Loudon County likely violated open meetings law, says state comptroller
Attorney blames issue on email error
Hugh G. Willett knoxnews.com
LOUDON — A meeting of the Loudon County salary and budget committee earlier this month may have been held in violation of the state open meetings law, according to the state comptroller’s office.
During the meeting, which was not advertised in a local paper of record in advance nor listed on the county website, the committee deliberated issues and came to recommendations related to the health insurance plan for county employees.
In a May 21 letter addressed to county Purchasing Director Joan Lovelace, state open records counsel Elisha Hodge wrote that the office of open records had received and investigated a complaint about the May 16 meeting.
“Based solely on the information that has been presented to this office, it does appear likely that an open meetings violation occurred,” Hodge wrote.
Because the committee does not have meetings on a regular basis, every meeting held by the committee is a special called meeting, she wrote. In order for adequate notice to be given, the notice has to be posted in a location where members of the community would see the notice. The notice must describe the purpose of the meeting or the proposed actions to be taken and must be posted with enough time that members would have the opportunity to attend, she said.
“I strongly suggest that you confer with your attorney regarding this issue as soon as possible because pursuant to the Tennessee Open Meetings Act, a citizen has the right to bring a lawsuit against an entity when he/she feels that an open meetings violation has occurred,” she said.
Loudon activist Pat Hunter said she filed the complaint with the open records office. She said she has not yet decided whether to file a lawsuit, but said she believes the county salary and budget committee has been trying to “run under the radar” for years.
Hodge’s letter also addressed an allegation that no minutes were taken at the meeting.
“Additionally, I encourage you to speak with your attorney regarding the allegations that the committee does not record or maintain minutes of the Committee’s meetings. Failure to ‘fully and promptly’ record minutes of a meeting also constitutes a violation of the open meetings act,” she wrote.
County attorney Robert Bowman said he has looked into the complaint but doesn’t see any evidence of a willful violation of the law.
Bowman blames the issue on an email system failure that prevented transmission of the notice to the paper. “We have confirmation that it was sent, but it was not received,” he said.

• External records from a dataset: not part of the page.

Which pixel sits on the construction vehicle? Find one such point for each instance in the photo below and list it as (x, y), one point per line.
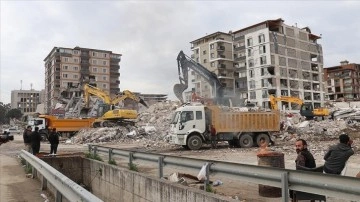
(184, 64)
(111, 115)
(67, 127)
(190, 126)
(306, 109)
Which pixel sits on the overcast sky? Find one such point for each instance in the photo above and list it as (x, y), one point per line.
(149, 35)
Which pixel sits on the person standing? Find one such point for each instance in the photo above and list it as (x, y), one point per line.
(27, 138)
(337, 155)
(304, 158)
(35, 141)
(54, 141)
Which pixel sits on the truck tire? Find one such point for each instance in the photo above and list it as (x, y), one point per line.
(262, 136)
(246, 141)
(194, 142)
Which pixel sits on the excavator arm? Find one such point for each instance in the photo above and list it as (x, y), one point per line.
(184, 64)
(130, 95)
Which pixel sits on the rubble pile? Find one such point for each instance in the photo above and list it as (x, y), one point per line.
(151, 128)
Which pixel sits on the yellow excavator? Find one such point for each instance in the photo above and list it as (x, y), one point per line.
(306, 109)
(113, 116)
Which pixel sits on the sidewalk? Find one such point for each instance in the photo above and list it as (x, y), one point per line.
(14, 185)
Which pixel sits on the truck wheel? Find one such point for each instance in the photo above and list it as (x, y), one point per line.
(194, 142)
(262, 136)
(246, 141)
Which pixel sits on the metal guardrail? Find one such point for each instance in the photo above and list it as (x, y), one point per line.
(341, 187)
(64, 186)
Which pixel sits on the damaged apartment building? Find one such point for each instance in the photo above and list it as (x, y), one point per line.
(268, 57)
(69, 67)
(343, 81)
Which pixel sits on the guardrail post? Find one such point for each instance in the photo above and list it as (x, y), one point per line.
(58, 197)
(161, 166)
(285, 187)
(110, 154)
(43, 183)
(206, 182)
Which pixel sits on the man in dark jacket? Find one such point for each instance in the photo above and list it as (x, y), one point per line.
(54, 141)
(35, 141)
(304, 158)
(337, 155)
(27, 138)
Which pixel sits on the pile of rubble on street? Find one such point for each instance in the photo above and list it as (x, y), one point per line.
(152, 127)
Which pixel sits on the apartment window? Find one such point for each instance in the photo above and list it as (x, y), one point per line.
(250, 52)
(263, 60)
(251, 73)
(253, 95)
(251, 63)
(262, 49)
(249, 42)
(261, 38)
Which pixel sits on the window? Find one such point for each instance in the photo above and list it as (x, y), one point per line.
(252, 95)
(261, 38)
(249, 42)
(251, 63)
(262, 49)
(250, 52)
(263, 60)
(251, 73)
(198, 115)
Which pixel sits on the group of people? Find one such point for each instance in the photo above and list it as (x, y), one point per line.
(335, 158)
(32, 140)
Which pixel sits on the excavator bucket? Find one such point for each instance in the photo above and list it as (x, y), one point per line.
(178, 91)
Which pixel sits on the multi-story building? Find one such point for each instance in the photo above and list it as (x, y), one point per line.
(343, 81)
(65, 67)
(25, 100)
(268, 57)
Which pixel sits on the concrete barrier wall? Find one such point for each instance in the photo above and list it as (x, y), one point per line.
(111, 183)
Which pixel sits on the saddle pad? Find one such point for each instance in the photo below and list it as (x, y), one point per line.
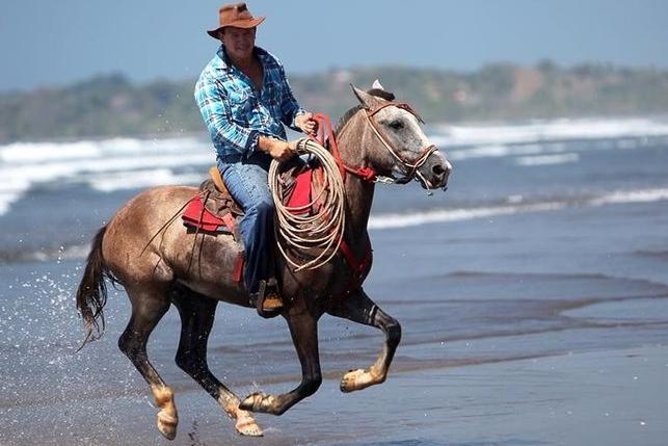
(196, 215)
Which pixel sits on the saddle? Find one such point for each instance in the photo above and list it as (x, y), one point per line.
(212, 209)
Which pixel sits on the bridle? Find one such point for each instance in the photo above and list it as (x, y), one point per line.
(410, 167)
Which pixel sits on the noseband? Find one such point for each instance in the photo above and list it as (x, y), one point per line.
(410, 167)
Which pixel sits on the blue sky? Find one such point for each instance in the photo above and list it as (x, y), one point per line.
(47, 42)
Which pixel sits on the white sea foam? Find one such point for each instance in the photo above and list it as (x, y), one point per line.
(635, 196)
(391, 221)
(127, 163)
(106, 165)
(141, 179)
(541, 131)
(544, 160)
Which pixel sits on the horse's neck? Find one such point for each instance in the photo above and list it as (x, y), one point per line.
(359, 193)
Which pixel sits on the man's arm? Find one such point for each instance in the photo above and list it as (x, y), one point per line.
(219, 121)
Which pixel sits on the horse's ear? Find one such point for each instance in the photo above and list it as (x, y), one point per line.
(368, 101)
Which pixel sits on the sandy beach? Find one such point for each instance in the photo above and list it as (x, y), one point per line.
(533, 300)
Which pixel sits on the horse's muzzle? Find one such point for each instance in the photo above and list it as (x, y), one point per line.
(436, 171)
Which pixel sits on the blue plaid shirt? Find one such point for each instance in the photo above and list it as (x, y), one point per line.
(235, 113)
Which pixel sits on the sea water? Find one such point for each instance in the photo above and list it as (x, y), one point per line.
(551, 240)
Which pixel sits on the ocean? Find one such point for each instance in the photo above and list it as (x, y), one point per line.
(533, 297)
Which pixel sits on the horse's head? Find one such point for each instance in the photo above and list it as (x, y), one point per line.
(395, 144)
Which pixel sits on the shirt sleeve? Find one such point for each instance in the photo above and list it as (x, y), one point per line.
(289, 106)
(228, 136)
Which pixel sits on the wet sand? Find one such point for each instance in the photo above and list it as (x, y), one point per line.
(616, 397)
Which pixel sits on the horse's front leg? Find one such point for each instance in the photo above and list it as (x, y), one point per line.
(304, 330)
(360, 308)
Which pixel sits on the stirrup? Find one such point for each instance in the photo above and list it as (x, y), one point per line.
(267, 301)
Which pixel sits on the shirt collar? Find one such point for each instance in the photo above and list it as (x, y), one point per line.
(224, 61)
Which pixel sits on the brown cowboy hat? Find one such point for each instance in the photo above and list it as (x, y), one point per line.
(237, 15)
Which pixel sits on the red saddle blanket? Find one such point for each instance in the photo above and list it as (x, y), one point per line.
(195, 215)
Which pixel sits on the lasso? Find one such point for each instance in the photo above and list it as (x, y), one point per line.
(314, 236)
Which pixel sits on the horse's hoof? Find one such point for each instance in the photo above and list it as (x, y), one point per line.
(354, 380)
(258, 402)
(167, 425)
(251, 402)
(247, 426)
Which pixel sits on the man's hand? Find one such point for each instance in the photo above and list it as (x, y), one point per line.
(306, 123)
(278, 149)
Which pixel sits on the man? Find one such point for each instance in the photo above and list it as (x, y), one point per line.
(244, 98)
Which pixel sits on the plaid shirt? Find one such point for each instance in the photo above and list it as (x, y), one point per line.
(235, 113)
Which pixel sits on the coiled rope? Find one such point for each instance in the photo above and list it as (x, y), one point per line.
(312, 232)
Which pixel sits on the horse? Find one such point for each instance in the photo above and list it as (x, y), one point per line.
(159, 264)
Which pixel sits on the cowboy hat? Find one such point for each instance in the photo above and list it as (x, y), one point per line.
(236, 15)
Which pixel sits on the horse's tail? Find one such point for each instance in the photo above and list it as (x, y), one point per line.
(92, 291)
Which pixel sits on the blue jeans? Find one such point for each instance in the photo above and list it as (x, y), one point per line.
(247, 182)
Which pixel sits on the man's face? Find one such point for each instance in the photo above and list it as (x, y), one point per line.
(239, 42)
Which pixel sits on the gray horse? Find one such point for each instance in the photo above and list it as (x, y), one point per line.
(160, 264)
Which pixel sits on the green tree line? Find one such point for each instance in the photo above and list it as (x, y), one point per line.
(112, 105)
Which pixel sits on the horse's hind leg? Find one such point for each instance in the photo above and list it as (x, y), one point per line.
(197, 315)
(149, 304)
(360, 308)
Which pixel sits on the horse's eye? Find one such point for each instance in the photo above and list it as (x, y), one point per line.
(396, 124)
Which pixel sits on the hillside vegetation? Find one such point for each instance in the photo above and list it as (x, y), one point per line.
(111, 105)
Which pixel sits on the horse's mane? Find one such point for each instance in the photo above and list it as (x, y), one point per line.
(377, 92)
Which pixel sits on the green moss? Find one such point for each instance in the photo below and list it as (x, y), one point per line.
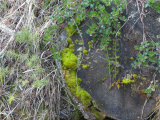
(85, 51)
(81, 42)
(69, 60)
(71, 80)
(127, 81)
(73, 84)
(69, 41)
(85, 66)
(98, 115)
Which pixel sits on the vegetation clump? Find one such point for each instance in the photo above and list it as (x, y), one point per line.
(90, 44)
(85, 66)
(69, 40)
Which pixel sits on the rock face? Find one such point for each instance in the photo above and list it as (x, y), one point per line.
(126, 103)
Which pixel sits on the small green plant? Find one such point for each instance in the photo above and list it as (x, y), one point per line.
(3, 5)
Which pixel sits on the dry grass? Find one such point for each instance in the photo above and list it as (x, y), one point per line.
(46, 102)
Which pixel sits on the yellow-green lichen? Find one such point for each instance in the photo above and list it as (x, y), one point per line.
(69, 60)
(70, 64)
(85, 66)
(90, 44)
(81, 42)
(85, 52)
(127, 79)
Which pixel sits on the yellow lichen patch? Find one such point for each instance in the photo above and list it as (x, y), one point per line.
(69, 60)
(98, 114)
(83, 96)
(85, 52)
(85, 66)
(127, 81)
(73, 83)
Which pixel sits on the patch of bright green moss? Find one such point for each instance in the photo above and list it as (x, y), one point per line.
(70, 29)
(98, 115)
(134, 76)
(85, 66)
(69, 60)
(81, 42)
(85, 51)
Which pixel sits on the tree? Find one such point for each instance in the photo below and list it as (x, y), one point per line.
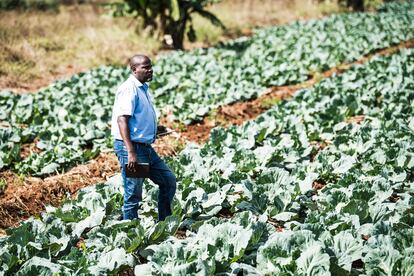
(167, 19)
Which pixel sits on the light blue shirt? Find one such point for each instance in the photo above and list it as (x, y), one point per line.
(133, 99)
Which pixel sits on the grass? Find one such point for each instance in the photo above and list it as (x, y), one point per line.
(39, 47)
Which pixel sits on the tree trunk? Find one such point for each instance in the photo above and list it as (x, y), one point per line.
(177, 31)
(356, 5)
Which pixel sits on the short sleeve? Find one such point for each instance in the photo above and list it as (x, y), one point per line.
(125, 102)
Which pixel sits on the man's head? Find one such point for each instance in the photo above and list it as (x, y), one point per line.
(141, 68)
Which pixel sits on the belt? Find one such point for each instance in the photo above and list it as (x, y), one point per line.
(139, 143)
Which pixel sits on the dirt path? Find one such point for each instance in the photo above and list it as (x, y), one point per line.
(27, 196)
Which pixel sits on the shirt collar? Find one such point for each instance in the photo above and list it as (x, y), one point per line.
(137, 82)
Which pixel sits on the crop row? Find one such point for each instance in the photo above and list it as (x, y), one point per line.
(68, 121)
(319, 184)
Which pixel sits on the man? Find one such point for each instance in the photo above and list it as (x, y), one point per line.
(134, 128)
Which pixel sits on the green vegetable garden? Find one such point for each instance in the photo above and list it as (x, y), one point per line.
(303, 189)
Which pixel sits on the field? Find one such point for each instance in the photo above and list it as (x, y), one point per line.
(319, 183)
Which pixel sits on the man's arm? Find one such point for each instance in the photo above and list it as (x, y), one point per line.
(124, 131)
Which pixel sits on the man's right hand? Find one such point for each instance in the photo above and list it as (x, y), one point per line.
(132, 159)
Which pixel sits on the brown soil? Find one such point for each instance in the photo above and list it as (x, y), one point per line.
(27, 196)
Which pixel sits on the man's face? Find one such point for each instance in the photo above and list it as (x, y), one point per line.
(143, 71)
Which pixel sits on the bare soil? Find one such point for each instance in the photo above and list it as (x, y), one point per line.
(27, 196)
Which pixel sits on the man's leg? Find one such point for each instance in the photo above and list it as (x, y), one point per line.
(161, 175)
(132, 186)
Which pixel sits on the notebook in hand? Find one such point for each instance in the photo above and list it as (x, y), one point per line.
(141, 170)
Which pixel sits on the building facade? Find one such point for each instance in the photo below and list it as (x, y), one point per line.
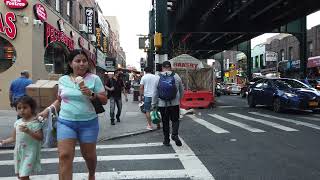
(38, 38)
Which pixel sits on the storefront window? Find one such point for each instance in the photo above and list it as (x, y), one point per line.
(7, 55)
(55, 58)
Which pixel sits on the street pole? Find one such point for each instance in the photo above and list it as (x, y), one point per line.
(161, 26)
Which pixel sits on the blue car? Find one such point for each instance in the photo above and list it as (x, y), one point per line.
(284, 93)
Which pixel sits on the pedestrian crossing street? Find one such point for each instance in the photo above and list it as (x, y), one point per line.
(244, 120)
(122, 161)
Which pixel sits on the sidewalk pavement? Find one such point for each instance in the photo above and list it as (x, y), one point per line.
(133, 122)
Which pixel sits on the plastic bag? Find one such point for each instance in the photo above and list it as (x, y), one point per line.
(155, 116)
(49, 129)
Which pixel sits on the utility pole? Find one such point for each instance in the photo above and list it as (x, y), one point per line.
(161, 32)
(150, 52)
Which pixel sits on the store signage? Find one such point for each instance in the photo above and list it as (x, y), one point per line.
(271, 56)
(40, 12)
(81, 42)
(8, 26)
(51, 34)
(101, 58)
(313, 62)
(98, 36)
(105, 44)
(89, 19)
(110, 64)
(185, 65)
(16, 4)
(61, 25)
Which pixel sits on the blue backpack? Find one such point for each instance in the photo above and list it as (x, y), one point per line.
(167, 87)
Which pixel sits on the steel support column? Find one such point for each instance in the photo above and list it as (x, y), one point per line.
(302, 37)
(150, 54)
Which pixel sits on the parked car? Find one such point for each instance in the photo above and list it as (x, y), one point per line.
(283, 93)
(225, 89)
(218, 89)
(235, 89)
(312, 82)
(245, 87)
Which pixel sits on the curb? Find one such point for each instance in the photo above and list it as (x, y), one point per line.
(104, 139)
(127, 135)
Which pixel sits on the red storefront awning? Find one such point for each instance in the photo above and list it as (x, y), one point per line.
(313, 62)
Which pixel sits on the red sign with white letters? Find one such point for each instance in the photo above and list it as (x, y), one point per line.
(52, 34)
(8, 26)
(40, 12)
(16, 4)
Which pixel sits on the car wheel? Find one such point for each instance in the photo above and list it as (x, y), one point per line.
(251, 102)
(277, 105)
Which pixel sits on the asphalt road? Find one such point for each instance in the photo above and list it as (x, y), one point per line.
(228, 142)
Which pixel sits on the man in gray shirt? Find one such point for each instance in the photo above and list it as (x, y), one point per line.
(167, 98)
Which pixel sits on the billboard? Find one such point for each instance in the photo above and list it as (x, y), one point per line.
(271, 56)
(89, 19)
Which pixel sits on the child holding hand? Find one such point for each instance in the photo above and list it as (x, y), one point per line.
(27, 135)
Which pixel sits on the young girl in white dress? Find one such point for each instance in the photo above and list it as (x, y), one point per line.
(27, 135)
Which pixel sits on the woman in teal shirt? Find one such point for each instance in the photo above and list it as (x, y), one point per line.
(78, 120)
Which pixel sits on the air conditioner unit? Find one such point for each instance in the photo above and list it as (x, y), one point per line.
(92, 38)
(83, 28)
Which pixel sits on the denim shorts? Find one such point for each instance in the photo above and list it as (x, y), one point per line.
(83, 131)
(147, 104)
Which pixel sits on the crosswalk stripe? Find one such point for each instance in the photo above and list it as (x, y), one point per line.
(116, 146)
(208, 125)
(154, 174)
(105, 158)
(272, 124)
(317, 115)
(288, 120)
(311, 118)
(235, 123)
(192, 164)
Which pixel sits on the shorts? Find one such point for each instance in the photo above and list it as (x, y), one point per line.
(83, 131)
(147, 104)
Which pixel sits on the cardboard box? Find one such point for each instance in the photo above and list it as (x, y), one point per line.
(44, 92)
(33, 89)
(55, 77)
(49, 89)
(46, 101)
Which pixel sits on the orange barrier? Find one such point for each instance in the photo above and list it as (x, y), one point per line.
(197, 99)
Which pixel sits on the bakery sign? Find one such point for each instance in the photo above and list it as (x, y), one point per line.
(89, 19)
(7, 25)
(16, 4)
(40, 12)
(51, 34)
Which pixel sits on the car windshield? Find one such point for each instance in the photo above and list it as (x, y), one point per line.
(288, 84)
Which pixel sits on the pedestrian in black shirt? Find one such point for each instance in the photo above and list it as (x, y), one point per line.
(115, 87)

He also said minutes were taken at the meeting, and “that portion of the letter is in error.”
County Commissioner Sharon Yarbrough is not a member of the salary and benefits committee, but she has tried unsuccessfully to get minutes from those meetings in the past, she said. She said she would like to be able to review the minutes before the issues discussed in the meetings are brought before the full commission for a vote.
Hunter said she has requested minutes of the meeting of the salary and benefits committee, on this and on previous occasions, and has not received them. She said she has complained for years about the lack of minutes being available from such special called meetings.
She wonders why a misaddressed email would not be returned to notify the sender or why the person who placed the ad did not investigate after not receiving a confirmation from the newspaper.
“I find it strange that the meeting was also not listed on the county website or on the door of county building as is usually done,” she said.
A notice for the upcoming salary and benefits committee meeting June 2 was posted on the Loudon County website and on the front door of the County Office Building on Tuesday.